Prior to this decision, the Justice Department had focus elsewhere. With their objective being arresting those selling across state lines, growing on federal property and organized crime, federal involvement was not much of a threat to those doing business with marijuana as long as those restrictions we not violated. Sessions stance goes agains the 60% of Americans who support cannabis legalization according to the Head of the Drug Policy Alliance.
"Jeff Sessions' obsession with marijuana prohibition defies logic, threatens successful state-level reforms and flies in the face of the widespread public support for legalization," said Maria McFarland Sanchez-Moreno. "It's now time for Congress to put the breaks on Sessions' destructive agenda by limiting the Justice Department's ability to undermine states' decision-making."

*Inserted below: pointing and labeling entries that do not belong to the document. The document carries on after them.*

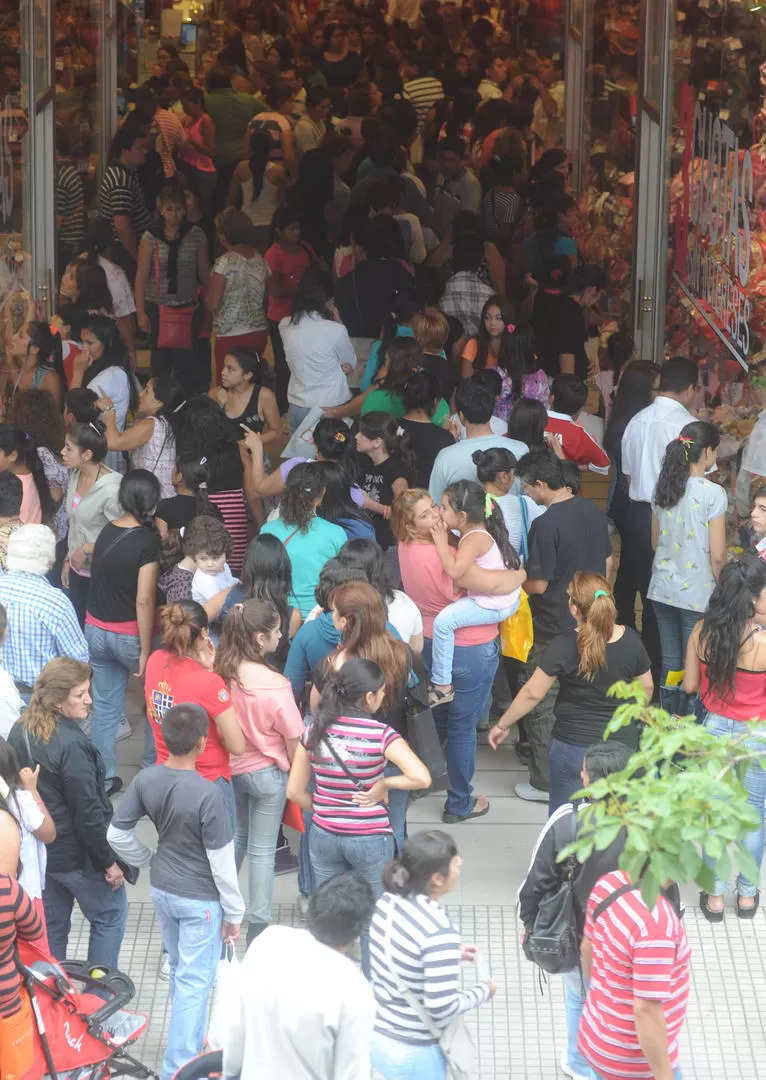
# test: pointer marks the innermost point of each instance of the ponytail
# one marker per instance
(344, 692)
(681, 454)
(592, 596)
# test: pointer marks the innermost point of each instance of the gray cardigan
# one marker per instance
(94, 510)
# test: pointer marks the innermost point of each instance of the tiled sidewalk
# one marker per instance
(522, 1033)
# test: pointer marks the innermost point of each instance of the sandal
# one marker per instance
(455, 819)
(440, 697)
(710, 915)
(748, 913)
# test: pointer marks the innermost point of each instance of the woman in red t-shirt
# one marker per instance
(182, 671)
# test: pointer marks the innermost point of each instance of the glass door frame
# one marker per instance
(38, 54)
(649, 272)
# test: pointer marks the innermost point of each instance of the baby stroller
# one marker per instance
(79, 1027)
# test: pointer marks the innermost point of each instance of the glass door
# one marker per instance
(39, 162)
(650, 250)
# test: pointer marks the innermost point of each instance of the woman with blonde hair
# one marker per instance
(271, 725)
(81, 865)
(586, 661)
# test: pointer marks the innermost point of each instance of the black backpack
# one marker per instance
(553, 943)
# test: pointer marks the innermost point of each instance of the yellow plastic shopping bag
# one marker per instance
(516, 633)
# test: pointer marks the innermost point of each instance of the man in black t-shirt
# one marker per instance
(572, 535)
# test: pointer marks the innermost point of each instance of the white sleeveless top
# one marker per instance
(261, 210)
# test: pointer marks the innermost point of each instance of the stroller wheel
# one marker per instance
(202, 1067)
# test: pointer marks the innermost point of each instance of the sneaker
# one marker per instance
(567, 1069)
(531, 794)
(285, 862)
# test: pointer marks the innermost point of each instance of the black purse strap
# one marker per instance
(339, 761)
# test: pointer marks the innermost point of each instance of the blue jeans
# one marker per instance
(564, 765)
(113, 659)
(259, 797)
(575, 993)
(755, 786)
(462, 612)
(674, 625)
(334, 853)
(105, 908)
(401, 1061)
(191, 936)
(473, 671)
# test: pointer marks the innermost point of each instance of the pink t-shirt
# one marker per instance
(426, 582)
(268, 716)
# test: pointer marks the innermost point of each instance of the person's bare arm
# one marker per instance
(653, 1036)
(123, 227)
(299, 779)
(229, 731)
(146, 602)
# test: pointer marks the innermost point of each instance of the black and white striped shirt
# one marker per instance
(426, 953)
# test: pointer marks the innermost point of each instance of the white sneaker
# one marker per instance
(531, 794)
(567, 1069)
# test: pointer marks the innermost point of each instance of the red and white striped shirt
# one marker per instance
(361, 743)
(636, 954)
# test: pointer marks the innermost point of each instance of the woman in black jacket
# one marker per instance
(81, 865)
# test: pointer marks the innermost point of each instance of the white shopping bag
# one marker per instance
(227, 1001)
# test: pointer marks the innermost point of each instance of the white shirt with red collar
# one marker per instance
(577, 444)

In a written statement Thursday, Sessions called the shift a "return to the rule of law." "In deciding which marijuana activities to prosecute under these laws with the department's finite resources," the memo states, "prosecutors should follow the well-established principles that govern all federal prosecutions. These principles require federal prosecutors deciding which cases to prosecute to weigh all relevant considerations of the crime, the deterrent effect of criminal prosecution, and the cumulative impact of particular crimes on the community."
The new memo likely "reduces the level of comfort in the industry until it sees how US attorneys actually implement it," said Jim Cole, former deputy attorney general and now a partner at Sidley Austin in Washington. "Given a non-perfect situation, we figured this was the best way to deal with it," he told CNN.
"Each US attorney now gets to decide what will and will not be prosecuted. We'll have to see how it plays out," Cole continued. "There was a previously a higher level of reliability that you could operate your industry if you followed certain rules. That's not necessarily being destroyed, but it is being thrown into question."